I have Peyote, Butterflies, Tan Butterflies, CamoFrog, and Old World Map.  They are great.  Oh, and Dragonfly.....  almost too lovely to use.


----------



## MineKinder (Jan 5, 2009)

Black lamb dragonfly, with no Kindle:-(


----------



## Liz B (Jan 9, 2009)

I have the serious color (beautiful flowers) and the red dragonfly. Now all I need is my Kindle to fill it up!

Liz


----------



## Annalog (Dec 28, 2008)

I have the serious color cover and no Kindle yet to put in it. 
Anna


----------



## ricky (Dec 24, 2008)

Sorry some of you have had to wait so long for your Kindle!  But you will be very happy when she arrives...


----------



## Tippy (Dec 8, 2008)

Oh -- I have been watching Strangedog for ages -- fell in love with the black lamb dragonfly -- but of course it has been sold out FOREVER. I even dreamt about that darn cover! (You would think that after being sold out of something for months that Strangedog would take down the photo and quit teasing the Kindle Public!)

Well low and behold a brand new black lamb dragonfly was auctioned off on Ebay. Waiting for the auction to end was like waiting for my Kindle after I learned it had been shipped! It came in the mail yesterday. _*I love it I love it I love it!!!!! * _ What a wonderful gift for my Kindle.


----------



## MAGreen (Jan 5, 2009)

Frank has some covers up riht now, including a few of the metallic dragonfly.


----------



## pawlaw aka MXCIX (Dec 17, 2008)

I have the black metallic dragonfly without leather and with leather.  I just love that print!


----------



## ErinLindsey (Jan 18, 2009)

I have the Dark, Stormy Night cover.  (blue, has lightning bolts on it) 

I just got it in the mail on thursday.  I really really like it.  It's so much better than the stock cover. 

I hope Strangedog gets a K2 and figures out how to make cases for the K2. My dad is getting a K2 in a couple of weeks (supposed to be here March 2nd) and I might be upgrading to the K2 if I like his. (my sister will become the proud owner of my K1 and my Dark, Stormy Night cover if I upgrade) 

So, hopefully Strangedog will have K2 covers by the time I upgrade.
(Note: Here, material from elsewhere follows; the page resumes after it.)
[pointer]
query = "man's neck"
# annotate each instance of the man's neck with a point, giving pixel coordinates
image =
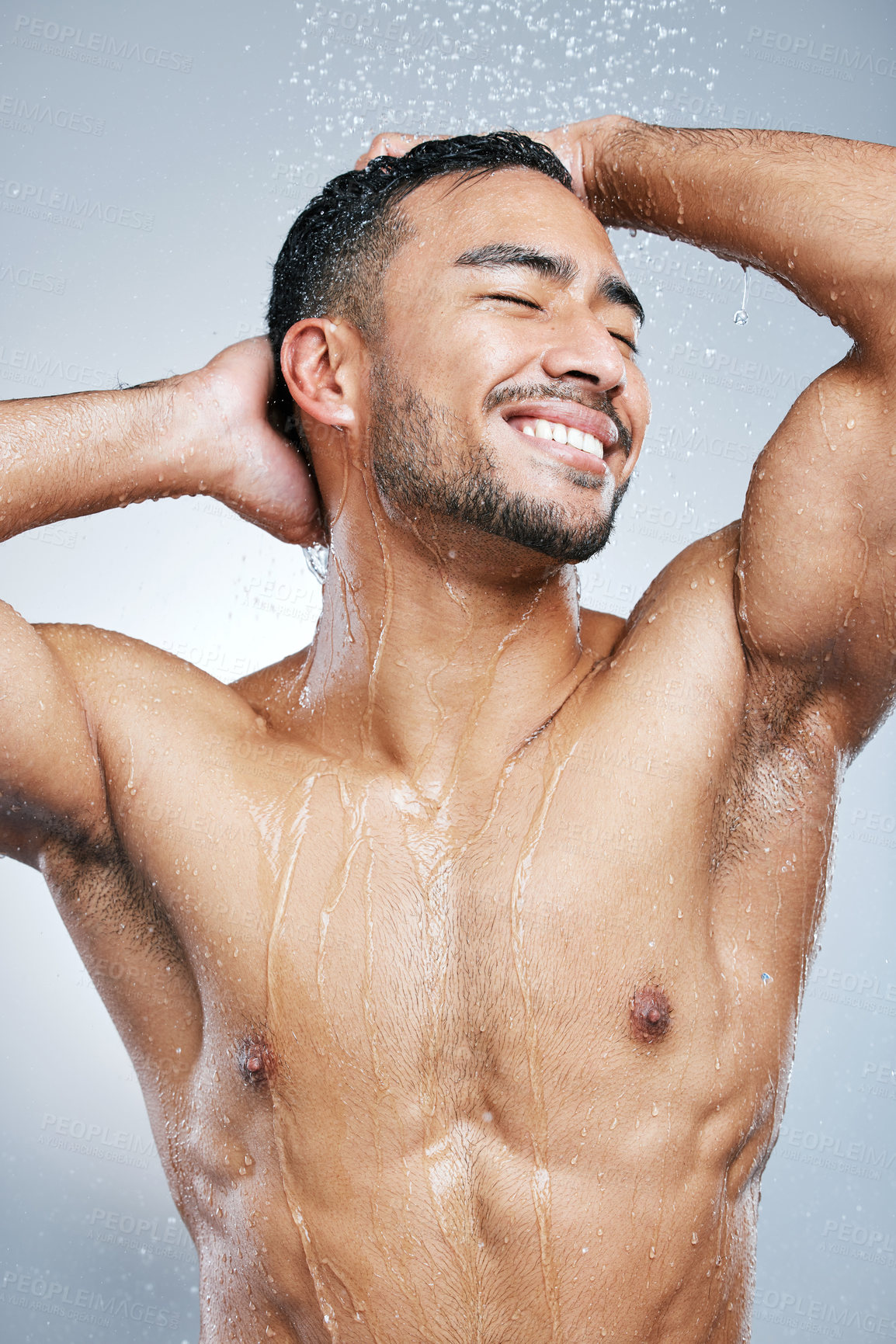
(438, 659)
I'll probably send him the fabric for my next cover if he does special orders like that.  I want a patriotic cover. (and I have a ton of patriotic fabrics) 

I really love this new cover.  People notice the Kindle more.


----------



## speters (Feb 18, 2009)

I really like the leather/canvas but have never managed to be there when he has one. Now I think I'll wait to see what he has for the K2 since it's not coming with a cover to begin with.


----------